Artificial intelligence system for identifying, evaluating, and controlling overlapping rule code
Abstract
There are provided systems and methods of an artificial intelligence system for identifying, evaluating, and controlling overlapping rule code. A service provider, such as an electronic transaction processor for digital transactions, may utilize computing services that implement coded rules and rule-based engines for decision-making of data including real-time data processing in production computing environments. Multiple rules may overlap, and the service provider may utilize an AI system to identify the overlap by converting rule code and logic to syntax in a language. The syntax may then be analyzed for overlap and a similarity score calculated for pairwise similarity between each rule in the rule-based system. Thereafter, based on similarity scores and pairwise similarity, clusters of rule pairs may be identified in order to reduce rules through merging or deleting the same, similar, or overlapping rules based on their syntaxes.
Claims
exact text as granted — not AI-modifiedWhat is claimed is:
1 . A system comprising:
a non-transitory memory; and one or more hardware processors coupled to the non-transitory memory and configured to read instructions from the non-transitory memory to cause the system to perform operations comprising:
accessing rule data for a plurality of rules using a machine learning (ML) system comprising a first ML model configured for natural language processing (NLP) analysis of rule syntaxes for the plurality of rules, wherein the plurality of rules are associated with coded instructions for computing tasks by decision services associated with the system, and wherein the rule data comprises the rule syntaxes for the plurality of rules;
determining a plurality of vectors for the plurality of rules from the rule syntaxes using the first ML model;
computing similarity scores of each of the plurality of vectors to other ones of the plurality of vectors;
comparing the plurality of vectors based on the similarity scores;
identifying a first rule that overlaps with a second rule within a similarity threshold based on the comparing; and
flagging the first rule and the second rule based on the identifying.
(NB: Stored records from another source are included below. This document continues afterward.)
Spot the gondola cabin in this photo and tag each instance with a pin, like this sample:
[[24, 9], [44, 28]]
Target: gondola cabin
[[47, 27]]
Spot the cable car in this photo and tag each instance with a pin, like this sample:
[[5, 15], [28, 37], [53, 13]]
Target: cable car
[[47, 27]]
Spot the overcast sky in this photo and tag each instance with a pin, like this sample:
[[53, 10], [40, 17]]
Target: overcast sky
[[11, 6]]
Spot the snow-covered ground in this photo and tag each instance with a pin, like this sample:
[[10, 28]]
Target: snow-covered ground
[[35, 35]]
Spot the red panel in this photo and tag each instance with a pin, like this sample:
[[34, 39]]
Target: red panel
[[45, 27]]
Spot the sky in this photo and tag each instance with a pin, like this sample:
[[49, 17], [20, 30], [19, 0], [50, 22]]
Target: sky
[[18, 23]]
2 . The system of claim 1 , wherein the operations further comprise:
generating syntax similarity data for the first rule overlapping with the second rule, wherein the syntax similarity data comprises an identification of an overlap between the first rule and the second rule and one of the similarity scores computed for the first rule with the second rule; and outputting the syntax similarity data.
3 . The system of claim 2 , wherein the syntax similarity data further comprises a reason for an overlap in the rule syntaxes of the first rule and the second rule based on at least one of rule conditions, rule variables, or rule metadata.
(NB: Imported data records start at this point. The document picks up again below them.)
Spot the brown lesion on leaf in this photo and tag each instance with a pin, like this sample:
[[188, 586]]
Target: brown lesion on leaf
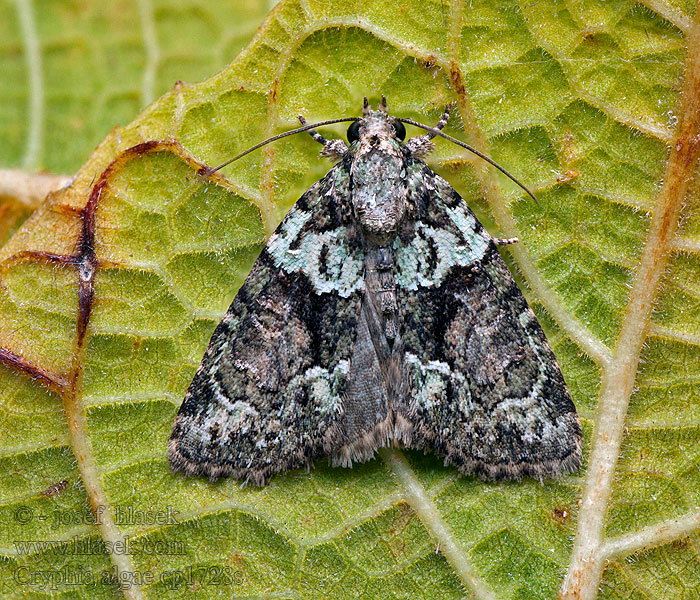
[[561, 514], [53, 381], [85, 259]]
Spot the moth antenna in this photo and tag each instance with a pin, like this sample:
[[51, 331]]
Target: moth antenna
[[443, 120], [317, 137], [209, 171], [435, 131]]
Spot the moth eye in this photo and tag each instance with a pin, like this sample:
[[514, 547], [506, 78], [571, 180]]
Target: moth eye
[[354, 132], [400, 130]]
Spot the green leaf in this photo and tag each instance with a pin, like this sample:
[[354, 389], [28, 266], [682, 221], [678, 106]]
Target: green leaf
[[110, 291]]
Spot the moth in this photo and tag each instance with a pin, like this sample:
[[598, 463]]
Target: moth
[[379, 313]]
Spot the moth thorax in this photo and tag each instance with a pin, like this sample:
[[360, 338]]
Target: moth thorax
[[379, 193]]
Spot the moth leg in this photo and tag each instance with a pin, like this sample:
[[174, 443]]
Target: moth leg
[[505, 241], [331, 148]]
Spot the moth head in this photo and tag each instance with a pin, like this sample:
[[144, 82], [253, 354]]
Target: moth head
[[376, 123]]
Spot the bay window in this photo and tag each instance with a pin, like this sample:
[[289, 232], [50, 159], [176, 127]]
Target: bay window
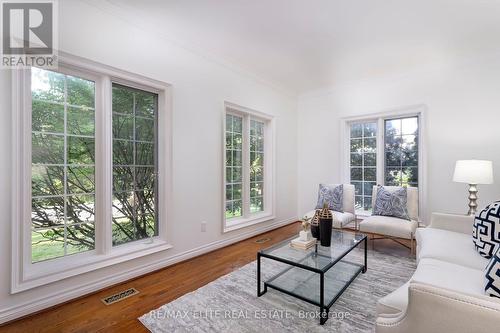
[[248, 168], [87, 136], [384, 150]]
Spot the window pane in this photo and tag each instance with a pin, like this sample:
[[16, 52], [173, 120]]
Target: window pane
[[401, 152], [123, 152], [369, 130], [134, 168], [63, 164], [356, 130], [47, 244], [80, 209], [370, 159], [356, 173], [47, 180], [234, 163], [47, 117], [123, 127], [80, 92], [47, 212], [80, 179], [80, 121], [80, 150], [364, 160], [47, 149], [80, 238], [356, 159]]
4 . The system of claim 1 , wherein the comparing comprises
clustering the similarity scores using a second ML model of the ML system, wherein the second ML model comprises an ML clustering technique associated with the similarity scores; and performing a similarity analysis of the rule syntaxes for the plurality of rules based on the clustering and the similarity threshold.
5 . The system of claim 4 , wherein the operations further comprise:
outputting, via a user interface of the ML system, a plurality of clusters of the similarity scores based on the clustering, wherein the plurality of clusters identify pairs of the plurality of rules belonging to each of the plurality of clusters.
6 . The system of claim 1 , wherein the determining the plurality of vectors comprises encoding a plurality of embeddings from the rule syntaxes and metadata for the plurality of rules using the first ML model, and wherein the first ML model comprises a deep neural network (DNN).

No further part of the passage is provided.